オオナゾコナゾ

種子島ぴー/九州出身、東京在住。夫と二人暮らしです。旅行のこと、フィギュアスケートのこと、香港のことを中心に、右から左へ流せなかった大小の謎やアレコレを、毒も吐きながらつづります。

チュッキョさんの“賭け”(THE ICE)

ザ・アイス(THE ICE)開催の第一報を受けて、昨日は興奮してブログを書きましたが、

落ち着いてくるといろんなことを思います。

 

おそらく、一番、話題になっているであろう「シングルスケーターは男子のみというキャスティング」について、長年のファンは、どう思っているのでしょうか。

 

THE ICE(ザ・アイス)| 公式サイト

 

“浅田真央ちゃんのアイスショー”というイメージだった頃からすると、

“女子スケーターの出演なし”なんて日が来るとは、想像もできなかったし、

「こんなのザ・アイスじゃない」と悲しんでいる人もいるかもしれません。

確かにそうですよね。よくわかります。

 

私は、「チュッキョさん、さすがだな」と思いました。

(昌磨がキャスティングされていた安堵感が前提ではありますが)

 

というのも、先日のスターズ・オン・アイスを見ながら、「ザ・アイスみたいだな」と思った瞬間があったんです。

 

昌磨の極上の『ボレロ』を始め、素晴らしい演技をたくさん見られて大満足で帰りましたが、

昌磨がいて、マリニン君がいて、ジュンファンがいて、花織ちゃんがいて、ルナ・ヘンがいて、友野くんがいて、メッシングさんがいて、チョク・ベイがいて…というリンクを見ながら、

「ザ・アイスでまた同じようなシーンを見るのかな」と。

 

二つのショーが、お互いの個性を消し合っている気がしたんです。

 

だから、スターズの直後に発表されたザ・アイスが大胆に舵を切ったのは、「先を見ているな。さすがだ」と思いました。

 

浅田真央さんの「BEYOND」や「Everlasting33」、高橋大輔さんの「滑走屋」や「氷艶」、羽生結弦さんのワンマンショー、宇野昌磨さんの「ワンピース」など、個性やコンセプトが際立った企画が評価される時代。
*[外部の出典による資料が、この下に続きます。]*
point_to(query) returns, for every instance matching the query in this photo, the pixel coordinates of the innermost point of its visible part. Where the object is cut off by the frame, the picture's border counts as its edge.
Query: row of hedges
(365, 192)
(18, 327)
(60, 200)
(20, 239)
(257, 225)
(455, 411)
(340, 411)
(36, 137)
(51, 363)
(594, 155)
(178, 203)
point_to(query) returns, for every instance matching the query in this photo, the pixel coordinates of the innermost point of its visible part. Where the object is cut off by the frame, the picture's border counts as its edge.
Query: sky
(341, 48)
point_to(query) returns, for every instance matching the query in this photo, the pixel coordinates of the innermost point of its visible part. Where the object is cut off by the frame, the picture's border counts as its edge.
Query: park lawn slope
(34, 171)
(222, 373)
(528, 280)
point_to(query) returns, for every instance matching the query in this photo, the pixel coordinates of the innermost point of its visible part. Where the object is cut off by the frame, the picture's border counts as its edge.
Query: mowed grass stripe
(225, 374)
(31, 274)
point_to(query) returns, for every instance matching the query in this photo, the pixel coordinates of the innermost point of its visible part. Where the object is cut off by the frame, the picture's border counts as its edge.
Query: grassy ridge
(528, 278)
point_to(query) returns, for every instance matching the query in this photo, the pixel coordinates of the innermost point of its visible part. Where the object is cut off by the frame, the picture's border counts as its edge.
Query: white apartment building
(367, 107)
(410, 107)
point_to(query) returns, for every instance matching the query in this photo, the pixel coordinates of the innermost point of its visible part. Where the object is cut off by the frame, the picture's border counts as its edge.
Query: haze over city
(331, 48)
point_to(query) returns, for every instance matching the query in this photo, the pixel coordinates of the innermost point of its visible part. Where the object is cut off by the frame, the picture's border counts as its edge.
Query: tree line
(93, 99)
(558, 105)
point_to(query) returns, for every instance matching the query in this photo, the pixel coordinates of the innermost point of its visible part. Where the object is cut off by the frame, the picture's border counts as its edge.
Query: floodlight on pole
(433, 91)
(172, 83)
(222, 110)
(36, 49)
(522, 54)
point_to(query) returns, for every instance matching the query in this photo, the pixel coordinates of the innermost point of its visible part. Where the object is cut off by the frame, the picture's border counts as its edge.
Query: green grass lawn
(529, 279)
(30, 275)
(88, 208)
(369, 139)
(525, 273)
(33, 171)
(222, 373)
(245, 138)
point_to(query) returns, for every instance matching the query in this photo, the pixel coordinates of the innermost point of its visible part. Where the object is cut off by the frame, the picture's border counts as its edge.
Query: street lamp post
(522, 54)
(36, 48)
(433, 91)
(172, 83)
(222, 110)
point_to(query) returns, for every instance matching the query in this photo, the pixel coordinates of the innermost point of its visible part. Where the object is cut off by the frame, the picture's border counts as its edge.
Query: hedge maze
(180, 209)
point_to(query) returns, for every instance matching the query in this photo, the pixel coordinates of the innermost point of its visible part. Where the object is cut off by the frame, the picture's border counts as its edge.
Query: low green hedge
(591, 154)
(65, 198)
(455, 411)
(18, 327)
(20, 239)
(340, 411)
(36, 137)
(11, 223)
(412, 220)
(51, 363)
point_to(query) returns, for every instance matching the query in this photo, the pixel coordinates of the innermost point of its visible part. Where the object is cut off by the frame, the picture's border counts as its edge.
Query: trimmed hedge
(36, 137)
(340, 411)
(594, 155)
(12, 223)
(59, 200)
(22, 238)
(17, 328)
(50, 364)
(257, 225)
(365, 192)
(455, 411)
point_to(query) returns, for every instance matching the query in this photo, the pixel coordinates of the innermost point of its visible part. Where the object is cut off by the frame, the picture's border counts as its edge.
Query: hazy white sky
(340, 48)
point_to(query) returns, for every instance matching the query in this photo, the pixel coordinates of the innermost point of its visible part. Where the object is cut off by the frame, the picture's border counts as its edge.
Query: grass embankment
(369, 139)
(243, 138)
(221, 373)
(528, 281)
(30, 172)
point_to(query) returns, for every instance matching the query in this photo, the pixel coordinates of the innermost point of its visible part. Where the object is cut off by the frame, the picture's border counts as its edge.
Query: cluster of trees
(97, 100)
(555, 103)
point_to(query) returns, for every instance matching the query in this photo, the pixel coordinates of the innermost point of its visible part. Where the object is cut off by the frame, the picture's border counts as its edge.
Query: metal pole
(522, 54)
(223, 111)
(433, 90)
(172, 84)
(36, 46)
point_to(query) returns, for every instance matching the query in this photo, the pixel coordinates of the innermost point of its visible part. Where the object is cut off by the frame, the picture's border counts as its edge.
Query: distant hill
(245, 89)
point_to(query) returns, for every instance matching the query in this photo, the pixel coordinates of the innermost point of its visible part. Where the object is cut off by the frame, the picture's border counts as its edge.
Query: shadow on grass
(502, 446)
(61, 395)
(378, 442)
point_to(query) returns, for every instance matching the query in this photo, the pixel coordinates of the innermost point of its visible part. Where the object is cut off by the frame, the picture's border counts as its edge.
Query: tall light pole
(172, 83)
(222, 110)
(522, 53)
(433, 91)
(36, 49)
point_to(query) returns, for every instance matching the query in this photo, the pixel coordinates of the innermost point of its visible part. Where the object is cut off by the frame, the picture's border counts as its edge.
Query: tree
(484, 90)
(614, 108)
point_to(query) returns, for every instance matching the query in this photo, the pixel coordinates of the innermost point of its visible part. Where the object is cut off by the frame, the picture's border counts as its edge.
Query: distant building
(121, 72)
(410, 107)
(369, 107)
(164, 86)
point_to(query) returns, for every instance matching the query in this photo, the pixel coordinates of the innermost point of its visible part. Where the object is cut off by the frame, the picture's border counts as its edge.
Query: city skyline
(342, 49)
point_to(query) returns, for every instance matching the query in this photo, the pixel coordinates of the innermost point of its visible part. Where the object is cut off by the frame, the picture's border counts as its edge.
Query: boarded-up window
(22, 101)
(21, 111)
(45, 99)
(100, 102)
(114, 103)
人気スケーターを集めただけでは、「絶対見たい」と観客に思わせるのは難しい。

チュッキョさんが“今年ひとつの賭けに出ました”と決意するのは、当然のことだと思います。

 

変わらなきゃ、ザ・アイスと言えど、存続できないのだと思います。

 

それに、私は、この2年ほど、ザ・アイスでの女子スケーターの起用の仕方に物足りなさを感じていました。

 

花織ちゃんとルナ・ヘンのコラボとか、舞依ちゃんとジュンファンのコラボとか、インパクトがある“ザ・アイスらしいもの”が見たかったけれど、

男子のグループナンバーに比べて印象の薄い(と私は感じた)グループナンバーで、ひとまとめにされている感がありました。(観客のニーズだったのかもしれませんが)

だから、“男子のみ”に振り切ったのは、ある意味、すっきりしました。

 

「男子スケーターのみ」っていうアイスショーは、世界的に見ても前例がないのではないでしょうか。(あったらすみません)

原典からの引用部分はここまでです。